Under PES, capacity increase of installed capacity (60% in 2050) can be attributed to reduction of technology cost. Captive generation is expected to go negligible by 2050. The expected increase of renewable energy will lead to decrease in use of fossil fuels by 35.4%. High share of renewable energy will be constituted by off grid PV. It is expected that power needs will be more centralised by 2050 in Nigeria. Hydro, utility scale solar followed by off grid PV will form major part of energy by mid of century whereas in TES, transformation of power sector is witnessed in terms of total installed capacity as it increases to 178 GW by 2050 under TES, implying a 31% as compared to PES. There has been no capacity expansion of nuclear energy and natural gas. Off grid PV system forms an important share of renewables installed capacity. This capacity is required to provide higher electricity due to limited activity of variable renewable energy.
The graph shows that even after growth in management of demand as well as better efficiency no decrease in demand for electricity is seen by 2050. The share of renewable will reach to 84% by 2050 with off grid PV a main source of power production. Gaining momentum of electricity capacity will be important for unsealing green energy sources.
It is important that there should be better administration of policies along with mindful selection of strategies and technologies for augmenting development of energy. Essential coordination of policies will ensure success of the plan which will scale up energy supply to meet the requirements across the sectors.
- Large infrastructure requirements are needed to be met. Solar heat process will play indispensable role in industries as it will provide ample and reliable supply of thermal energy, thereby reducing pollution. 8% share of these technologies can meet energy demand of industries by 2030. Encouraging electric process heat for industries would be beneficial in long run.
- Efficiency of present appliances and broadening of programs related to lighting is needed.

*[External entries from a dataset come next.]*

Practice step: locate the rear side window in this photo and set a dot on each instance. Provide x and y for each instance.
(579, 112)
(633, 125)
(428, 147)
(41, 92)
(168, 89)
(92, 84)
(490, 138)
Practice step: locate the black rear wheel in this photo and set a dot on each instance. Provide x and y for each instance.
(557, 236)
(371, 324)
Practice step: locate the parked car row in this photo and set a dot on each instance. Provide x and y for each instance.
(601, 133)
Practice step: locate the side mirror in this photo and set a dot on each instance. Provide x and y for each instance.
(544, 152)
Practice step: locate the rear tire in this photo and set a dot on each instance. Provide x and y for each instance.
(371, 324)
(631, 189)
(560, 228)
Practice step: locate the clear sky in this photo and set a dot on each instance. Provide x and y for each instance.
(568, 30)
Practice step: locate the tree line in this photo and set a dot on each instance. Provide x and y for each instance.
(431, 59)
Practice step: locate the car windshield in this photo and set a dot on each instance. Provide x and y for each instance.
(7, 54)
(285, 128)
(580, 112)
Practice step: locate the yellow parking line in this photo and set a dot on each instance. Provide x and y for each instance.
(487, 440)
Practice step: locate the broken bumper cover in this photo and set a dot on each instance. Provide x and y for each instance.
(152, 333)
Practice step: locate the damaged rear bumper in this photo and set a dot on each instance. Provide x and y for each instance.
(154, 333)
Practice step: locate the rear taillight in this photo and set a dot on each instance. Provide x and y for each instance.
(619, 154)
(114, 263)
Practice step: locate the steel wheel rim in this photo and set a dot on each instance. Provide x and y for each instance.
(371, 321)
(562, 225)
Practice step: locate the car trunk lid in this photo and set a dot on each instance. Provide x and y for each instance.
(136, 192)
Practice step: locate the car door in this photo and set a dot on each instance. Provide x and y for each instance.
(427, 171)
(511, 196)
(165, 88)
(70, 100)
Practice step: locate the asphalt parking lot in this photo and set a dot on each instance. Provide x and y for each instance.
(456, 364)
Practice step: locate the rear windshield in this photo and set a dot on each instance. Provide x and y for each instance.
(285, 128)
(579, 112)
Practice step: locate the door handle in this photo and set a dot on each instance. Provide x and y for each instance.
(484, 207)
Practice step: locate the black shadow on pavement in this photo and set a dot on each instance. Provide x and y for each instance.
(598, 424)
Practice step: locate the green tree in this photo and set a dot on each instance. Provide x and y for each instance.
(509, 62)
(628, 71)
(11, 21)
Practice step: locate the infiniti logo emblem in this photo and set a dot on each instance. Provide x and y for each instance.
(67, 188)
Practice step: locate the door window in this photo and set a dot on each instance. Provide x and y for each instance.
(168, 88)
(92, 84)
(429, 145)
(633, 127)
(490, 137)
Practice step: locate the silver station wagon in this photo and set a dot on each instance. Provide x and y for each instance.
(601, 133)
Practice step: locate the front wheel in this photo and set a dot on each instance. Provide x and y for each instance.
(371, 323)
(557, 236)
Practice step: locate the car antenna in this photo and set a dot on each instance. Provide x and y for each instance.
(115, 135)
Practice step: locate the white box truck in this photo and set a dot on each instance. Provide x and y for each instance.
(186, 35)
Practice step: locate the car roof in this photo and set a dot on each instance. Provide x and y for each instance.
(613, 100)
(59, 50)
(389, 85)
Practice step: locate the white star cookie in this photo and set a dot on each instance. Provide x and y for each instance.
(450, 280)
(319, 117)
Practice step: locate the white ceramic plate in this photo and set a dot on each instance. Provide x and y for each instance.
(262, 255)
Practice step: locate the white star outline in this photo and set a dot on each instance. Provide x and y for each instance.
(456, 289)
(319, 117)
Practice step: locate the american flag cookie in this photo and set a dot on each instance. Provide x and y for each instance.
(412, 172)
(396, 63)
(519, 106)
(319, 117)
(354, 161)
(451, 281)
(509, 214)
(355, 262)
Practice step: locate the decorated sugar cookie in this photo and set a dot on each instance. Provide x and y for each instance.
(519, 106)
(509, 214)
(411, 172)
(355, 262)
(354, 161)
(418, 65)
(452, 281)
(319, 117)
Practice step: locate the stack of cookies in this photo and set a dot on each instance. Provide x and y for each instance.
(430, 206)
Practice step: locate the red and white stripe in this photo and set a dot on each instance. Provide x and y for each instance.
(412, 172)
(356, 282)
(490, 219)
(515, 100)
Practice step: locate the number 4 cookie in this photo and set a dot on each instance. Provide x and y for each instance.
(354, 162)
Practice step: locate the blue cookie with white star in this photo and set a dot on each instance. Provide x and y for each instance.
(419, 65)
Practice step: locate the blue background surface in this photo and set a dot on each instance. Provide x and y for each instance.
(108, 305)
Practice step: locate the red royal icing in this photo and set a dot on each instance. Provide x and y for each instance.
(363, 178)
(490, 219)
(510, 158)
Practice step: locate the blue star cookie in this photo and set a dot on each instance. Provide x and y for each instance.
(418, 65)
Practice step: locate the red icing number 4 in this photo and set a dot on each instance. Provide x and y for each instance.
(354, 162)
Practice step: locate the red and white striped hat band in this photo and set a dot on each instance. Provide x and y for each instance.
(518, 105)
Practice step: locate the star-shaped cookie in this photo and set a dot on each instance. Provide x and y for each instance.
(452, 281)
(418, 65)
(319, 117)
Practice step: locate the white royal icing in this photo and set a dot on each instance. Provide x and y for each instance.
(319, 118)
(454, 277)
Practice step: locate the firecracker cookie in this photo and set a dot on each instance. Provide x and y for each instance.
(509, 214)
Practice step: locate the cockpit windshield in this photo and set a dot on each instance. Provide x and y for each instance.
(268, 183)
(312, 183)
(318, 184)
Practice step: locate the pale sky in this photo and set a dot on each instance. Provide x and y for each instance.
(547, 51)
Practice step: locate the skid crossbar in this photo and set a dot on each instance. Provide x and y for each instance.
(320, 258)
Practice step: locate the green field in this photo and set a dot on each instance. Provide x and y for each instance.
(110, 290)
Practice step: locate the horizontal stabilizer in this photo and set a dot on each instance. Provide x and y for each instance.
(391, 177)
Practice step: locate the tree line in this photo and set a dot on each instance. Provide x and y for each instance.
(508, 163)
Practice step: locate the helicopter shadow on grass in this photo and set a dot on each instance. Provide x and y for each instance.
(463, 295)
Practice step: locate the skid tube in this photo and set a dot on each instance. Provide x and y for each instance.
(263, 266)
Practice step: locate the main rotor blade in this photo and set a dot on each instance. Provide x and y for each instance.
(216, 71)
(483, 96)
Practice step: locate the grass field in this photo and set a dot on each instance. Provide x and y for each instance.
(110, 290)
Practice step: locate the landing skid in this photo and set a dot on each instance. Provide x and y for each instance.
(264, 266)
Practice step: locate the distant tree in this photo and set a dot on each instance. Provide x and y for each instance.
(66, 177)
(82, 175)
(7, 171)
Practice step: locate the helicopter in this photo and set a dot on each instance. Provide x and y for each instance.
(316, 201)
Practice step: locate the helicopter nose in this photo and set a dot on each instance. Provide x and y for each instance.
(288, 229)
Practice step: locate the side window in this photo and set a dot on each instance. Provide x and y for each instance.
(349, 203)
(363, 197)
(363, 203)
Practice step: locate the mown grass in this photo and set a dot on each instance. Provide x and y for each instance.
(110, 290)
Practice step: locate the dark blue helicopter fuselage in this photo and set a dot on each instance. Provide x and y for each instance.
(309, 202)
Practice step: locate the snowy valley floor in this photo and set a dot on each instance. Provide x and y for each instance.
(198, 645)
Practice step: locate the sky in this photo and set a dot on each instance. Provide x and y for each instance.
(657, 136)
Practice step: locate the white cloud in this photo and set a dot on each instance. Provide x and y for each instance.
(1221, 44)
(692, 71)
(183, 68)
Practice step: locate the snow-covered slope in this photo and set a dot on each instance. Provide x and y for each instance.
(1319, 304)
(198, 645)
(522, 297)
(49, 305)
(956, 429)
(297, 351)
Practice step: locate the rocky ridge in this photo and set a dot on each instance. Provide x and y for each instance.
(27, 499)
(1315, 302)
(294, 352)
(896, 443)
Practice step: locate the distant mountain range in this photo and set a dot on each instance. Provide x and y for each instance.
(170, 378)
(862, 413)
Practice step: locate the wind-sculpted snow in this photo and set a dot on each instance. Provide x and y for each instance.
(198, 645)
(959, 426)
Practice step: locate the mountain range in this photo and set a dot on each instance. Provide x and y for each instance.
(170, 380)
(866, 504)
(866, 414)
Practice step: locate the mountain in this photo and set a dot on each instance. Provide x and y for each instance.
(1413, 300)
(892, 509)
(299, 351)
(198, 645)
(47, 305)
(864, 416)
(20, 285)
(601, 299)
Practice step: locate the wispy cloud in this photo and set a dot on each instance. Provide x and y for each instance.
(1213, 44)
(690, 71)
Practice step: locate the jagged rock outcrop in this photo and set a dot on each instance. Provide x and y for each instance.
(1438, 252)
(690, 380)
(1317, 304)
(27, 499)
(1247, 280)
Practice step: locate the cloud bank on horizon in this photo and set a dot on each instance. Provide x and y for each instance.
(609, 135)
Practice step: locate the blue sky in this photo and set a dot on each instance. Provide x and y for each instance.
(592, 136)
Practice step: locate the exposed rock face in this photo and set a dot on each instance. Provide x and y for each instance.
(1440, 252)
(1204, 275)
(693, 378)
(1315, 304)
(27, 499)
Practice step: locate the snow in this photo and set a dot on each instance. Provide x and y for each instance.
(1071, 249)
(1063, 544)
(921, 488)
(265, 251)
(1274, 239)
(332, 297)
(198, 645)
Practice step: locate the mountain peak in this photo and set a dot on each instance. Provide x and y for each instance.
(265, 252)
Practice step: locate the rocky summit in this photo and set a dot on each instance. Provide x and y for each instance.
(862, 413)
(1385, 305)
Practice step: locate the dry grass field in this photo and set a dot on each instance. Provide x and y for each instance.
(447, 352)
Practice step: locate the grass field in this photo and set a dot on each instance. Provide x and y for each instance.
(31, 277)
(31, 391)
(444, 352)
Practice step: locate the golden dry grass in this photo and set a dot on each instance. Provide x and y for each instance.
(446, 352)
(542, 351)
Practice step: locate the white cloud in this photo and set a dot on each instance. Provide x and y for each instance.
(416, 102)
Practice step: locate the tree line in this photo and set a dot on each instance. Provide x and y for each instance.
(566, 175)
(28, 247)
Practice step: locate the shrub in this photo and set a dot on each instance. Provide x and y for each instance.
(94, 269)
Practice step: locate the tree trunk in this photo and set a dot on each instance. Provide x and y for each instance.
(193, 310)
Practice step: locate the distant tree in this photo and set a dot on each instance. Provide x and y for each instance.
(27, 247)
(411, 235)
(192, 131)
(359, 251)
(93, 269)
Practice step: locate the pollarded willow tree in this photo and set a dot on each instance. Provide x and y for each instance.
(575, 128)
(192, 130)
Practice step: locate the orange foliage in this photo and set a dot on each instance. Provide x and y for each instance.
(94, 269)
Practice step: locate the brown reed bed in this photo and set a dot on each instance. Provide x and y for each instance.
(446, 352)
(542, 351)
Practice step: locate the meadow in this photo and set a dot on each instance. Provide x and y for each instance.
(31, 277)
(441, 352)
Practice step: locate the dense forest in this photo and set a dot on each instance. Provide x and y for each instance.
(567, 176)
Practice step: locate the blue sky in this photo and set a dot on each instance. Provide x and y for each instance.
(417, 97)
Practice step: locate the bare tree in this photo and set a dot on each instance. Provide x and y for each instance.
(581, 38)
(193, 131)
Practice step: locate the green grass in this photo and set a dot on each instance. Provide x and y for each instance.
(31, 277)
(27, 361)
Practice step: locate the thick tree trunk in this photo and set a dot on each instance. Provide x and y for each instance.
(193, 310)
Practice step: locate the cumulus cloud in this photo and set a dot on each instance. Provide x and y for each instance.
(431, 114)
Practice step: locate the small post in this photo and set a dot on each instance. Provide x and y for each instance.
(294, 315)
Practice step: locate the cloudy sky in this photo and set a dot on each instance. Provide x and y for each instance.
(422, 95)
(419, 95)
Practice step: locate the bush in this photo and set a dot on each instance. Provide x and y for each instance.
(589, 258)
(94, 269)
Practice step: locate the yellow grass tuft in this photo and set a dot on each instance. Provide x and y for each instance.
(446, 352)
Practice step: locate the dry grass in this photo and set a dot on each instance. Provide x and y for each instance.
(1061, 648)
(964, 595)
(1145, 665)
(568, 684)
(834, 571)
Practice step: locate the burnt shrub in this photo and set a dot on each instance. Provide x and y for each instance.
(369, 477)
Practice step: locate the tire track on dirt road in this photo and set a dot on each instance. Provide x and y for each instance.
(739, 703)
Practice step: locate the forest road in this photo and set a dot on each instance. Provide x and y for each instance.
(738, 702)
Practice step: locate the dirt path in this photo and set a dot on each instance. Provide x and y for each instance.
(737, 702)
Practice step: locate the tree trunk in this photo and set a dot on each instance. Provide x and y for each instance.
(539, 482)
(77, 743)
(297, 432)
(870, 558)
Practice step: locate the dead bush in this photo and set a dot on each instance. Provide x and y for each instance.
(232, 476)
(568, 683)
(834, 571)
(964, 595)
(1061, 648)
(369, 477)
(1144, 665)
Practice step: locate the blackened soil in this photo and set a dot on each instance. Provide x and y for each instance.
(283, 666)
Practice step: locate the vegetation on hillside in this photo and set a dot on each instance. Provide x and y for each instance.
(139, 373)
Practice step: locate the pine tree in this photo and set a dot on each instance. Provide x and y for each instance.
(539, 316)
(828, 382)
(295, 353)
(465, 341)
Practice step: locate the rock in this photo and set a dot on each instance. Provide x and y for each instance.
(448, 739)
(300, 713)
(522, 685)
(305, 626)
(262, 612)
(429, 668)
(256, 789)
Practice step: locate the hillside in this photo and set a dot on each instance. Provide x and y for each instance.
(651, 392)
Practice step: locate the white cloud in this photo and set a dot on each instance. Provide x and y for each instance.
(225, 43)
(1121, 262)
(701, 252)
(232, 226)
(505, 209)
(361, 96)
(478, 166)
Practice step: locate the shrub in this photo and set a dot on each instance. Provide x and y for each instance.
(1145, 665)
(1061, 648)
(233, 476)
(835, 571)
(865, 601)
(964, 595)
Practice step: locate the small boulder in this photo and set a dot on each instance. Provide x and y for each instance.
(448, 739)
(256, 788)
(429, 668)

- Promoting cutting edge funding methods for energy and dispersed green sources such as microfinance can help achieve this, particularly in the replacement of transmission lines with residential solar kits and mini – grids, which have greater efficiency.
- By making it available to reduce the fluctuation of solar electricity, hydropower will be essential in maintaining the national power system.
- It is necessary to strengthen current initiatives to advertise clean cooking and give people access to contemporary energy sources.